Many studies have shown that DHEA can dramatically increase the chances of someone with a diminished ovarian reserve falling pregnant. Not only does it increase the number of eggs but also improves their quality and, by doing this, also reduces the rate of miscarriages.
If you have a diminished ovarian reserve, age-related infertility, an autoimmune disease (in cases of autoimmune diseases, the cells of the immune system attack healthy cells, tissues, and organs), or a history of early miscarriages, it’s important to check your DHEA-S and testosterone levels. If your levels are in the bottom half of the normal range, you need to consult with your doctor about taking the DHEA supplement in order to improve your chances of a healthy pregnancy. DHEA is a hormone and therefore it’s necessary to consult your doctor before starting to take it.
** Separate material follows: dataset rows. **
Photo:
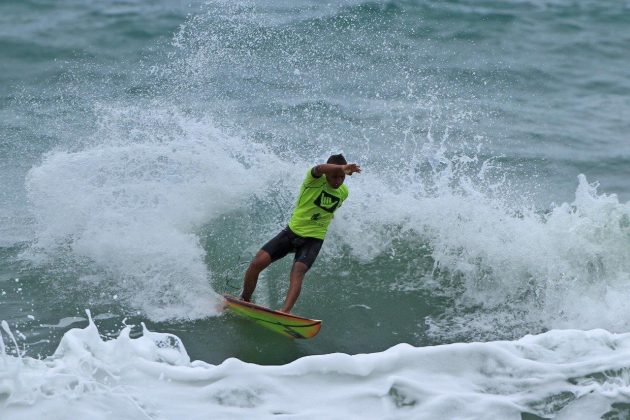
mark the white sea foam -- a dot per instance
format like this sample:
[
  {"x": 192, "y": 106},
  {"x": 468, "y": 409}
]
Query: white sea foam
[
  {"x": 568, "y": 374},
  {"x": 131, "y": 205}
]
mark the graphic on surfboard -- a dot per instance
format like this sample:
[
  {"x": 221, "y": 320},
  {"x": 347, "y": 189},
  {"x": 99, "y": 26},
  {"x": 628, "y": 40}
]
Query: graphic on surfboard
[{"x": 286, "y": 324}]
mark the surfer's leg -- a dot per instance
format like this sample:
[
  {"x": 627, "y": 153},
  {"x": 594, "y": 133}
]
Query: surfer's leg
[
  {"x": 258, "y": 264},
  {"x": 305, "y": 256},
  {"x": 273, "y": 250},
  {"x": 298, "y": 271}
]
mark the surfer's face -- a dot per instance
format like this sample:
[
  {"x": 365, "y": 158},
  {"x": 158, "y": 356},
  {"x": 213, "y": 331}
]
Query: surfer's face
[{"x": 335, "y": 181}]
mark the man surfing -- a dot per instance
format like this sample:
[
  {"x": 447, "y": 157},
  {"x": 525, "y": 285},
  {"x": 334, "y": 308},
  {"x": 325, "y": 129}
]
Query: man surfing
[{"x": 321, "y": 194}]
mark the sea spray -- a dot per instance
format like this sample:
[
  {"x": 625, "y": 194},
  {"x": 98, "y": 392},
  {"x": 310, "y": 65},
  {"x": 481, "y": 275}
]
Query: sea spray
[{"x": 559, "y": 373}]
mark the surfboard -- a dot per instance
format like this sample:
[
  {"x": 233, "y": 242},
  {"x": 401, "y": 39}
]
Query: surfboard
[{"x": 286, "y": 324}]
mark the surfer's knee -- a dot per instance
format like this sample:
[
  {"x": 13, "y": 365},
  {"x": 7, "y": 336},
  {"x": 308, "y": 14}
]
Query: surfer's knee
[
  {"x": 299, "y": 268},
  {"x": 261, "y": 260}
]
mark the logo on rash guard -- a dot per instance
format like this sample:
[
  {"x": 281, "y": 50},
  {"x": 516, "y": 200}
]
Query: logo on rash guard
[{"x": 327, "y": 202}]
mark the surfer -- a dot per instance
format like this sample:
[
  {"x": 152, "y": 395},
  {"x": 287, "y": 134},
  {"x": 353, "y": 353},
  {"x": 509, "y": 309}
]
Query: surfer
[{"x": 322, "y": 193}]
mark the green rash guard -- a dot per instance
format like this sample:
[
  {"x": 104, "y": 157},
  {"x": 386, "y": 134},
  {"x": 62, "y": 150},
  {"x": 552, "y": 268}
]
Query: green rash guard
[{"x": 315, "y": 206}]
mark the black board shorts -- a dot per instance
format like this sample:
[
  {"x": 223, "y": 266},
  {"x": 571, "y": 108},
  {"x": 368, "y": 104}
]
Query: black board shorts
[{"x": 306, "y": 249}]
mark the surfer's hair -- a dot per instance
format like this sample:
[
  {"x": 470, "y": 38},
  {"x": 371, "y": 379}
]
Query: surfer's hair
[{"x": 337, "y": 159}]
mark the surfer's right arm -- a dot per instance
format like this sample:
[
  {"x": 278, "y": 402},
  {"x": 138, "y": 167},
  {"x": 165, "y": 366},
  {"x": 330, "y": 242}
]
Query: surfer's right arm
[{"x": 335, "y": 170}]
A study has found that DHEA helps reduce age-related miscarriages. The DHEA supplement improves the chances of conception among women with a diminished ovarian reserve by reducing chromosomal abnormalities. Since many studies connect spontaneous miscarriages to chromosomal abnormalities, it can be concluded that DHEA also reduces the rate of miscarriages.
After taking the DHEA supplement for 3 months, it was seen that the rate of miscarriages drops significantly at all ages but it was especially significant among patients over the age of 35. In the ovaries of a more mature woman, there is a deficiency of the testosterone hormone (which is the male hormone). This deficiency creates an environment that is hostile to maturing eggs and probably harms them. Taking the DHEA supplement (a derivative of the testosterone hormone) protects the eggs and provides them with a better hormonal environment in which to develop and mature.
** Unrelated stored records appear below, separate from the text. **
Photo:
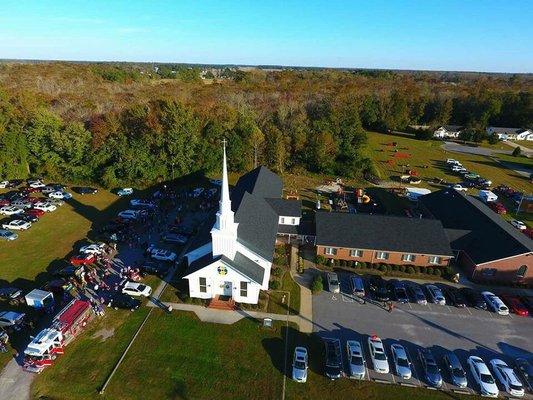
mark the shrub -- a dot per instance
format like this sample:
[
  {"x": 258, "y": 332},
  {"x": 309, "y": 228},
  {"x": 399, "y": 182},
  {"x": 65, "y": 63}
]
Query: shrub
[
  {"x": 317, "y": 285},
  {"x": 275, "y": 285}
]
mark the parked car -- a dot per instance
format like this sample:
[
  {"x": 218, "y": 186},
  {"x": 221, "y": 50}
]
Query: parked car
[
  {"x": 124, "y": 301},
  {"x": 11, "y": 210},
  {"x": 515, "y": 305},
  {"x": 524, "y": 368},
  {"x": 333, "y": 356},
  {"x": 333, "y": 282},
  {"x": 378, "y": 288},
  {"x": 455, "y": 369},
  {"x": 507, "y": 378},
  {"x": 17, "y": 225},
  {"x": 495, "y": 303},
  {"x": 299, "y": 365},
  {"x": 518, "y": 224},
  {"x": 474, "y": 298},
  {"x": 137, "y": 289},
  {"x": 483, "y": 377},
  {"x": 377, "y": 355},
  {"x": 45, "y": 206},
  {"x": 356, "y": 359},
  {"x": 8, "y": 235},
  {"x": 398, "y": 291},
  {"x": 431, "y": 370},
  {"x": 357, "y": 285},
  {"x": 170, "y": 237},
  {"x": 402, "y": 365},
  {"x": 416, "y": 293},
  {"x": 11, "y": 319},
  {"x": 83, "y": 190},
  {"x": 83, "y": 259},
  {"x": 125, "y": 191},
  {"x": 435, "y": 295}
]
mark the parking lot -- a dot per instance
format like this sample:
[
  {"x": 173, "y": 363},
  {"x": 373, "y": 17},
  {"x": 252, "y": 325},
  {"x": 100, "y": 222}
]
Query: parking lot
[{"x": 466, "y": 331}]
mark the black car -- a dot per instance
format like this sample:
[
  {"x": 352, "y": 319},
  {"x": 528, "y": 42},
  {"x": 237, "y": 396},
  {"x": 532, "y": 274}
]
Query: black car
[
  {"x": 332, "y": 349},
  {"x": 85, "y": 190},
  {"x": 124, "y": 302},
  {"x": 378, "y": 288},
  {"x": 474, "y": 298}
]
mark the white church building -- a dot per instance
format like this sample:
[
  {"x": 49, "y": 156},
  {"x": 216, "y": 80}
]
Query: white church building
[{"x": 231, "y": 256}]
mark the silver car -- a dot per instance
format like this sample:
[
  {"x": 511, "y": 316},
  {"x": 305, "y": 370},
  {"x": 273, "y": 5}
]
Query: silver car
[
  {"x": 455, "y": 369},
  {"x": 355, "y": 359}
]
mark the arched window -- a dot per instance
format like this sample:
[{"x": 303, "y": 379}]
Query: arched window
[{"x": 522, "y": 271}]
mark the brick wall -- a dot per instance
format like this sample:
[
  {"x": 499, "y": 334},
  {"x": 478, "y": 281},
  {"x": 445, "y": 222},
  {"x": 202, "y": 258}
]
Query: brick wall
[{"x": 369, "y": 256}]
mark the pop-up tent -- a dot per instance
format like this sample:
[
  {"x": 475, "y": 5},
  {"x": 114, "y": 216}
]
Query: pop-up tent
[{"x": 38, "y": 298}]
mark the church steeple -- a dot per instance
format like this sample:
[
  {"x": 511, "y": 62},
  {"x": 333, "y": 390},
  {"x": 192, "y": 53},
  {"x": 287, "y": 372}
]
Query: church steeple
[{"x": 224, "y": 232}]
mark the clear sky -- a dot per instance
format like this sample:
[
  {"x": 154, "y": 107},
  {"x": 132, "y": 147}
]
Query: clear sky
[{"x": 473, "y": 35}]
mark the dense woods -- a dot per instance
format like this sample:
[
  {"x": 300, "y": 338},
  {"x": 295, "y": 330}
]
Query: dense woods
[{"x": 118, "y": 124}]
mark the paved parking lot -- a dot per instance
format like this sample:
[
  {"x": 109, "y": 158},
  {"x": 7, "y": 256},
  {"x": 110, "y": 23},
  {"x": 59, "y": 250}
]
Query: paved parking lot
[{"x": 465, "y": 331}]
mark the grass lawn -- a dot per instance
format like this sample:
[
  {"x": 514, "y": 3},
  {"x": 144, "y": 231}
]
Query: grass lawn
[{"x": 24, "y": 262}]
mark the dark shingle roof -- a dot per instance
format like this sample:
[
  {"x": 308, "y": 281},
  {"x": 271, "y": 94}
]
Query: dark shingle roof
[
  {"x": 486, "y": 236},
  {"x": 286, "y": 208},
  {"x": 247, "y": 267},
  {"x": 380, "y": 232}
]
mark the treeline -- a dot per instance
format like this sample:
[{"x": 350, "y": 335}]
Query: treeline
[{"x": 108, "y": 126}]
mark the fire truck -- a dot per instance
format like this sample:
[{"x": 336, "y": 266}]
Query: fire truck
[{"x": 50, "y": 342}]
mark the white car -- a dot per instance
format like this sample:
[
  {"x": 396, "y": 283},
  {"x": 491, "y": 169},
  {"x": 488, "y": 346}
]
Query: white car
[
  {"x": 356, "y": 360},
  {"x": 401, "y": 362},
  {"x": 11, "y": 210},
  {"x": 129, "y": 214},
  {"x": 17, "y": 225},
  {"x": 95, "y": 248},
  {"x": 44, "y": 206},
  {"x": 377, "y": 355},
  {"x": 162, "y": 254},
  {"x": 299, "y": 365},
  {"x": 483, "y": 377},
  {"x": 60, "y": 195},
  {"x": 459, "y": 187},
  {"x": 125, "y": 191},
  {"x": 495, "y": 303},
  {"x": 137, "y": 289},
  {"x": 518, "y": 224},
  {"x": 507, "y": 378}
]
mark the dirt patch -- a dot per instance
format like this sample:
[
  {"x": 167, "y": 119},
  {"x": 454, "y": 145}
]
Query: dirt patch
[{"x": 104, "y": 334}]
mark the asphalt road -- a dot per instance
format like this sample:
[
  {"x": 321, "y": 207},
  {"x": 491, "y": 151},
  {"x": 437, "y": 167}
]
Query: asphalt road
[{"x": 465, "y": 331}]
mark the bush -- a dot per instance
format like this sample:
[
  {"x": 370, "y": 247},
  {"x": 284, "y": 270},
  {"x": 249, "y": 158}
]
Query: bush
[
  {"x": 317, "y": 285},
  {"x": 275, "y": 285}
]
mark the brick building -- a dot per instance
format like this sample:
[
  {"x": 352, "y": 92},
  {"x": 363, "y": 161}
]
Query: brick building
[
  {"x": 382, "y": 239},
  {"x": 488, "y": 248}
]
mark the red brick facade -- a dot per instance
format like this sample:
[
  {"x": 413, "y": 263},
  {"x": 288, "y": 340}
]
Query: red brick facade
[
  {"x": 394, "y": 258},
  {"x": 512, "y": 270}
]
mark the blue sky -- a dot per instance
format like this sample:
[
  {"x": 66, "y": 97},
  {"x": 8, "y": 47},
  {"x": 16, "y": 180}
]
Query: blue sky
[{"x": 469, "y": 35}]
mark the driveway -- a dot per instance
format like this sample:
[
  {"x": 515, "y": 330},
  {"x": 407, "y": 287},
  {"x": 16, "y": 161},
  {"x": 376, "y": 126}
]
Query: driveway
[{"x": 465, "y": 331}]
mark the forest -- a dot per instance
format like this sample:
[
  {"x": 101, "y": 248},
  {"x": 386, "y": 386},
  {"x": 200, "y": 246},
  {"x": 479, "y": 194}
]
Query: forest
[{"x": 117, "y": 124}]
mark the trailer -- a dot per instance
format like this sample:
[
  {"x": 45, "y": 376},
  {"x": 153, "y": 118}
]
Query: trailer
[
  {"x": 43, "y": 350},
  {"x": 72, "y": 319}
]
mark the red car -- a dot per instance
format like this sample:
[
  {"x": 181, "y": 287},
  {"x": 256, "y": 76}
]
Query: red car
[
  {"x": 497, "y": 207},
  {"x": 83, "y": 259},
  {"x": 515, "y": 305},
  {"x": 35, "y": 213}
]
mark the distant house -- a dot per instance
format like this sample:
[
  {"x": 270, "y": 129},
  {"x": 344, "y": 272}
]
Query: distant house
[
  {"x": 510, "y": 133},
  {"x": 488, "y": 248},
  {"x": 383, "y": 239},
  {"x": 448, "y": 131}
]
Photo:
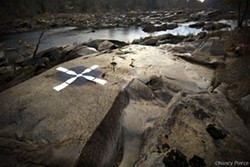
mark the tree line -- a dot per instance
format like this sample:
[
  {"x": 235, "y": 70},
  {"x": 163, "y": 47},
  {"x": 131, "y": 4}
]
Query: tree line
[{"x": 62, "y": 6}]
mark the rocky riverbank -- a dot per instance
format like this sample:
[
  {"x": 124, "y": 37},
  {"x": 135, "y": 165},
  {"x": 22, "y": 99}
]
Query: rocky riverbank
[
  {"x": 149, "y": 21},
  {"x": 162, "y": 101}
]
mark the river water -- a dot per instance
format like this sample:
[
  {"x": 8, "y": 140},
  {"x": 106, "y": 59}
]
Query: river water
[{"x": 72, "y": 35}]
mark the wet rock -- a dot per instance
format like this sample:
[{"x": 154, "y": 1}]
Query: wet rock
[
  {"x": 187, "y": 133},
  {"x": 150, "y": 41},
  {"x": 164, "y": 27},
  {"x": 197, "y": 161},
  {"x": 3, "y": 60},
  {"x": 169, "y": 38},
  {"x": 215, "y": 26},
  {"x": 106, "y": 45},
  {"x": 245, "y": 103},
  {"x": 175, "y": 158},
  {"x": 211, "y": 53},
  {"x": 19, "y": 60},
  {"x": 215, "y": 132},
  {"x": 200, "y": 114},
  {"x": 81, "y": 124},
  {"x": 197, "y": 25}
]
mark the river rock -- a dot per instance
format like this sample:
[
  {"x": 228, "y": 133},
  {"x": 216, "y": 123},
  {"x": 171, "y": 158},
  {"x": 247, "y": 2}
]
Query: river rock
[
  {"x": 3, "y": 60},
  {"x": 106, "y": 45},
  {"x": 201, "y": 129},
  {"x": 149, "y": 41},
  {"x": 81, "y": 124},
  {"x": 215, "y": 26},
  {"x": 211, "y": 53},
  {"x": 197, "y": 25}
]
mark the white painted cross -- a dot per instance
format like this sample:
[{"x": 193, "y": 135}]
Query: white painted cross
[{"x": 75, "y": 76}]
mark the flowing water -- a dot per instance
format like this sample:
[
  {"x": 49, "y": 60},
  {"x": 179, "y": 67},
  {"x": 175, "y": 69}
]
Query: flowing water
[{"x": 72, "y": 35}]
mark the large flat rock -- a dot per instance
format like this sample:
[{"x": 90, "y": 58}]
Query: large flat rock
[{"x": 40, "y": 126}]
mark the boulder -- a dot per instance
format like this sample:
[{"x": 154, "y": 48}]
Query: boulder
[
  {"x": 196, "y": 130},
  {"x": 215, "y": 26},
  {"x": 169, "y": 38},
  {"x": 106, "y": 45},
  {"x": 149, "y": 41},
  {"x": 197, "y": 25},
  {"x": 164, "y": 27},
  {"x": 81, "y": 125},
  {"x": 3, "y": 60},
  {"x": 210, "y": 52}
]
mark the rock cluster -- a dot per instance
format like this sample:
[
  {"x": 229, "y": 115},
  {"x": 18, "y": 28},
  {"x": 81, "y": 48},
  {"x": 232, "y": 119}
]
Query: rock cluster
[{"x": 163, "y": 105}]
In a study, women who took the DHEA supplement demonstrated a significant decrease in the number of miscarriages, with an almost 80% (!!!) decrease of the risk of a miscarriage occurring. The findings of this research can at least partially explain why the DHEA supplement increases the quality of the egg and the embryo, improves the pregnancy rate, and accelerates the time it takes to conceive.
It’s important to mention that the DHEA supplement, as described above, appears to be safe and has very minor side effects only. Because DHEA is a weak androgen and is converted into testosterone (and estradiol), it’s not surprising that it causes minor side effects, such as oily skin, mild acne, and hair loss, which are mainly androgenetic phenomena.
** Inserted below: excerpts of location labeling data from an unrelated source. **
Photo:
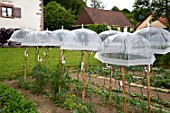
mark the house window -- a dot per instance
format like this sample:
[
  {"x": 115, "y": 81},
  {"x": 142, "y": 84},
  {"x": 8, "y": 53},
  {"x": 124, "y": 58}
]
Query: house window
[{"x": 6, "y": 11}]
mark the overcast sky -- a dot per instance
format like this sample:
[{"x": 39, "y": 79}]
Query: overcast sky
[{"x": 121, "y": 4}]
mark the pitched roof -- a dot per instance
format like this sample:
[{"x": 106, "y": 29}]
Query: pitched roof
[
  {"x": 160, "y": 23},
  {"x": 100, "y": 16}
]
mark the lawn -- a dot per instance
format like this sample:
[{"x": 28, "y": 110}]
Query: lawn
[{"x": 12, "y": 60}]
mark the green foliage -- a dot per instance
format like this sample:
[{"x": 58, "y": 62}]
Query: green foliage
[
  {"x": 162, "y": 81},
  {"x": 39, "y": 79},
  {"x": 141, "y": 10},
  {"x": 163, "y": 60},
  {"x": 75, "y": 104},
  {"x": 74, "y": 6},
  {"x": 12, "y": 102},
  {"x": 97, "y": 4},
  {"x": 98, "y": 28},
  {"x": 115, "y": 8},
  {"x": 56, "y": 16},
  {"x": 56, "y": 82}
]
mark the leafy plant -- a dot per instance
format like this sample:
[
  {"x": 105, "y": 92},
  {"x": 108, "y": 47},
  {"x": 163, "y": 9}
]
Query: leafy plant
[
  {"x": 12, "y": 102},
  {"x": 39, "y": 79}
]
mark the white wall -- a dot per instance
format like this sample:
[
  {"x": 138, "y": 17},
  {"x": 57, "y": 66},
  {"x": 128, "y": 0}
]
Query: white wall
[{"x": 29, "y": 18}]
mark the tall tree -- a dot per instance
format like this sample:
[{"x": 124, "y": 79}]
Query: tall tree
[
  {"x": 162, "y": 8},
  {"x": 74, "y": 6},
  {"x": 55, "y": 16},
  {"x": 97, "y": 4},
  {"x": 141, "y": 10}
]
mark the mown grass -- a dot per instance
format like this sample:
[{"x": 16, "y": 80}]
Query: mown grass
[{"x": 12, "y": 60}]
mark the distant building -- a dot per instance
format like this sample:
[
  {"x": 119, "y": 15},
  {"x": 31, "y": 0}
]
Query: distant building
[
  {"x": 100, "y": 16},
  {"x": 160, "y": 23},
  {"x": 19, "y": 14}
]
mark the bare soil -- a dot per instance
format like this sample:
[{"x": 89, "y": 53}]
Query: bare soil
[{"x": 44, "y": 105}]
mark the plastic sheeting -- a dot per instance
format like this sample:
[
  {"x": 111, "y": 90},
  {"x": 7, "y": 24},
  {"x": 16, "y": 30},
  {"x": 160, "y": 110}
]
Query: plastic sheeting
[
  {"x": 57, "y": 37},
  {"x": 126, "y": 49},
  {"x": 36, "y": 38},
  {"x": 158, "y": 38},
  {"x": 19, "y": 35},
  {"x": 105, "y": 34},
  {"x": 82, "y": 39}
]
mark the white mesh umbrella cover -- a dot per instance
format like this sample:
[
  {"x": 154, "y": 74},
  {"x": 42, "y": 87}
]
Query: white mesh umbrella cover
[
  {"x": 105, "y": 34},
  {"x": 126, "y": 49},
  {"x": 36, "y": 38},
  {"x": 158, "y": 38},
  {"x": 19, "y": 35},
  {"x": 82, "y": 39},
  {"x": 57, "y": 37}
]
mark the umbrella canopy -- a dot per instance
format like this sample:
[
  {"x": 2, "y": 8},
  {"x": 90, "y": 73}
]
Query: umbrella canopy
[
  {"x": 103, "y": 35},
  {"x": 36, "y": 38},
  {"x": 158, "y": 38},
  {"x": 126, "y": 49},
  {"x": 57, "y": 37},
  {"x": 19, "y": 35},
  {"x": 82, "y": 39}
]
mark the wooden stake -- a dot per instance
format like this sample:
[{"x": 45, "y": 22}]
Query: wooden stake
[
  {"x": 110, "y": 98},
  {"x": 148, "y": 87},
  {"x": 124, "y": 89},
  {"x": 25, "y": 70},
  {"x": 83, "y": 74},
  {"x": 45, "y": 60},
  {"x": 37, "y": 52},
  {"x": 61, "y": 66}
]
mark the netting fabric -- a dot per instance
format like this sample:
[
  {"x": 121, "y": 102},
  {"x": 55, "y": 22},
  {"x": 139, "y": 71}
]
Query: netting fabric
[
  {"x": 19, "y": 35},
  {"x": 82, "y": 39},
  {"x": 158, "y": 38},
  {"x": 126, "y": 49},
  {"x": 103, "y": 35},
  {"x": 36, "y": 38},
  {"x": 57, "y": 37}
]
According to a meta-analysis, there is a link between DHEA and a significant increase in the likelihood of conceiving. In addition, when the link between taking DHEA and the probability of miscarriage was investigated, it was found that taking DHEA correlates with a significant drop in the probability of miscarriage.
Also, according to another study, the DHEA supplement is linked to an increase in the pregnancy rate. The DHEA supplement improves the results of IVR among patients with a diminished ovarian reserve, especially among women who have low levels of DHEA-S. Women with a diminished ovarian reserve who have taken the DHEA supplement before starting treatment and who have lower levels of DHEA-S, have a greater chance of having more than 3 eggs.